Linear least squares¤

The solution to a well-posed linear system \(Ax = b\) is given by \(x = A^{-1}b\). If the matrix is rectangular or not invertible, then we may generalise the notion of solution to \(x = A^{\dagger}b\), where \(A^{\dagger}\) denotes the Moore--Penrose pseudoinverse.

Lineax can handle problems of this type too.

Info

For reference: in core JAX, problems of this type are handled using jax.numpy.linalg.lstsq.

Picking a solver¤

By default, the linear solve will fail. This will be a compile-time failure if using a rectangular matrix:

import jax.random as jr
import lineax as lx


vector = jr.normal(jr.PRNGKey(1), (3,))

rectangular_matrix = jr.normal(jr.PRNGKey(0), (3, 4))
rectangular_operator = lx.MatrixLinearOperator(rectangular_matrix)
lx.linear_solve(rectangular_operator, vector)

ValueError: Cannot use `AutoLinearSolver(well_posed=True)` with a non-square operator. If you are trying solve a least-squares problem then you should pass `solver=AutoLinearSolver(well_posed=False)`. By default `lineax.linear_solve` assumes that the operator is square and nonsingular.

Or it will happen at run time if using a rank-deficient matrix:

deficient_matrix = jr.normal(jr.PRNGKey(0), (3, 3)).at[0].set(0)
deficient_operator = lx.MatrixLinearOperator(deficient_matrix)
lx.linear_solve(deficient_operator, vector)

XlaRuntimeError: INTERNAL: Generated function failed: CpuCallback error: RuntimeError: The linear solver returned non-finite (NaN or inf) output. This usually means that the
operator was not well-posed, and that the solver does not support this.

If you are trying solve a linear least-squares problem then you should pass
`solver=AutoLinearSolver(well_posed=False)`. By default `lineax.linear_solve`
assumes that the operator is square and nonsingular.

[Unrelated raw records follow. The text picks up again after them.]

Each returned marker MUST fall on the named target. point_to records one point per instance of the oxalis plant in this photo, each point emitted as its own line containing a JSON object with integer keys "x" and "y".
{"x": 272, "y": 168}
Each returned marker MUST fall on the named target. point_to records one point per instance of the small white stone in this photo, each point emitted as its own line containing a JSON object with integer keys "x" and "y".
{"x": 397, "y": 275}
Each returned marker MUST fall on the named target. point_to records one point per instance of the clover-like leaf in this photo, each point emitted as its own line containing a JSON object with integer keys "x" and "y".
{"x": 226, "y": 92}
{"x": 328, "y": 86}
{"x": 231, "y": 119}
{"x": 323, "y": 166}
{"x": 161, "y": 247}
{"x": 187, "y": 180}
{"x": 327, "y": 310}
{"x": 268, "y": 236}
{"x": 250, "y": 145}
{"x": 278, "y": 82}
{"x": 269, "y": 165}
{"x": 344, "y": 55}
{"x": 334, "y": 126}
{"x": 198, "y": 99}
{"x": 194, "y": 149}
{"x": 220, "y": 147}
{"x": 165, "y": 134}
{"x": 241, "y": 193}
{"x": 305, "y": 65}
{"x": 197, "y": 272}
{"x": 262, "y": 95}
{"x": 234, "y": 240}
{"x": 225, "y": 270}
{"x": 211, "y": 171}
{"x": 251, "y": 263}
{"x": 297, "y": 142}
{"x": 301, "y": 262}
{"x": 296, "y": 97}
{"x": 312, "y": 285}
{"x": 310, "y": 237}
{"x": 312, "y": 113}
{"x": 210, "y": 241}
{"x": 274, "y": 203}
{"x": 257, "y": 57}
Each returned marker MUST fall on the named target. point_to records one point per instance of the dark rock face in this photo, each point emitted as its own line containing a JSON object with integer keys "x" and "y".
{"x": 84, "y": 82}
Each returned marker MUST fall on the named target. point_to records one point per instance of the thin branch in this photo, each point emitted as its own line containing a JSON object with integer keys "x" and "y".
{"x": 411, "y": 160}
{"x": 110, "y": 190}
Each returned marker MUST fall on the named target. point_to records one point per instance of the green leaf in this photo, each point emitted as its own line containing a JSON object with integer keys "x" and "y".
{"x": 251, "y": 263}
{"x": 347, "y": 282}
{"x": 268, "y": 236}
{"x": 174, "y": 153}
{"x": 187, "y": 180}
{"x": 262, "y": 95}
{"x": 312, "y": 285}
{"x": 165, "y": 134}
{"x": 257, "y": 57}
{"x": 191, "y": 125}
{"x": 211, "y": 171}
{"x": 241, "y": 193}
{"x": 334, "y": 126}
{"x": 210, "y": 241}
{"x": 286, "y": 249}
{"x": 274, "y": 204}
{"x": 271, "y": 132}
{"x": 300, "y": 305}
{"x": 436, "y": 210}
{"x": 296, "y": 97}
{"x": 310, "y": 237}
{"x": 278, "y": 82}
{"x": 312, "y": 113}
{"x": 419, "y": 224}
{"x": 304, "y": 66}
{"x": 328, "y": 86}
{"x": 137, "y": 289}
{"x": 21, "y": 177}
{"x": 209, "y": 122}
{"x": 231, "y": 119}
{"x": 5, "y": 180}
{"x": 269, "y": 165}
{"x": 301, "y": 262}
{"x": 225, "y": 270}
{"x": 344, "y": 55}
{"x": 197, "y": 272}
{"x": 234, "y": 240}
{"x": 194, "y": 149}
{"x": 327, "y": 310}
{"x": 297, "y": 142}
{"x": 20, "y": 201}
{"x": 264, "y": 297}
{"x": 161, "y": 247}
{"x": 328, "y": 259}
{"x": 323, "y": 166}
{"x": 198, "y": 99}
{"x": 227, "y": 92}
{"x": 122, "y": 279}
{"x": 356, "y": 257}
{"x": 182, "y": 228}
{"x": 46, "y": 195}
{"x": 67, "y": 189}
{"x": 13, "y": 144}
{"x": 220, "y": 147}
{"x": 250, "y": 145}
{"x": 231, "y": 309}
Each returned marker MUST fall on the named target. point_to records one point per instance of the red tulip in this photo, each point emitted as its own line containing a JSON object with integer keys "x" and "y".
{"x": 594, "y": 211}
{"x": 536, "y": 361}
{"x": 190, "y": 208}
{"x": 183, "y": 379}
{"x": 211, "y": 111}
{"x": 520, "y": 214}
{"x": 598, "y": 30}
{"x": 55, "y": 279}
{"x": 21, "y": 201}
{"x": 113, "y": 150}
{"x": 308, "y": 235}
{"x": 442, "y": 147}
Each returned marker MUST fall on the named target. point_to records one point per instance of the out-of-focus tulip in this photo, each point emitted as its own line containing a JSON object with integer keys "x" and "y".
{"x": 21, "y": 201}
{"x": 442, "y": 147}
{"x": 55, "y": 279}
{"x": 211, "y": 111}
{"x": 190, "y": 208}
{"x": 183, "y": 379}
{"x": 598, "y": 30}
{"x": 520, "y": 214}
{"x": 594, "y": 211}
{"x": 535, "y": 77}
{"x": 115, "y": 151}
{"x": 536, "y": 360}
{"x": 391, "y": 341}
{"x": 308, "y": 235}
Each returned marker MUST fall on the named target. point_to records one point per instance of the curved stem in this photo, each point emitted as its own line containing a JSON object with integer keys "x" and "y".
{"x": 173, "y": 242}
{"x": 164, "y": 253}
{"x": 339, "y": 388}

If you *were* expecting this solver to work with this operator, then it may be because:

(a) the operator is singular, and your code has a bug; or

(b) the operator was nearly singular (i.e. it had a high condition number:
    `jnp.linalg.cond(operator.as_matrix())` is large), and the solver suffered from
    numerical instability issues; or

(c) the operator is declared to exhibit a certain property (e.g. positive definiteness)
    that is does not actually satisfy.

Whilst linear least squares and pseudoinverse are a strict generalisation of linear solves and inverses (respectively), Lineax will not attempt to handle the ill-posed case automatically. This is because the algorithms for handling this case are much more computationally expensive.!

If your matrix may be rectangular, but is still known to be full rank, then you can set the solver to allow this case like so:

rectangular_solution = lx.linear_solve(
    rectangular_operator, vector, solver=lx.AutoLinearSolver(well_posed=None)
)
print("rectangular_solution: ", rectangular_solution.value)

rectangular_solution:  [-0.3214848  -0.75565964 -0.6034579  -0.01326615]

If your matrix may be either rectangular or rank-deficient, then you can set the solver to all this case like so:

deficient_solution = lx.linear_solve(
    deficient_operator, vector, solver=lx.AutoLinearSolver(well_posed=False)
)
print("deficient_solution: ", deficient_solution.value)

deficient_solution:  [ 0.06046088 -1.0412765   0.8860444 ]

Most users will want to use lineax.AutoLinearSolver, and not think about the details of which algorithm is selected.

If you want to pick a particular algorithm, then that can be done too. lineax.QR is capable of handling rectangular full-rank operators, and lineax.SVD is capable of handling rank-deficient operators. (And in fact these are the algorithms that AutoLinearSolver is selecting in the examples above.)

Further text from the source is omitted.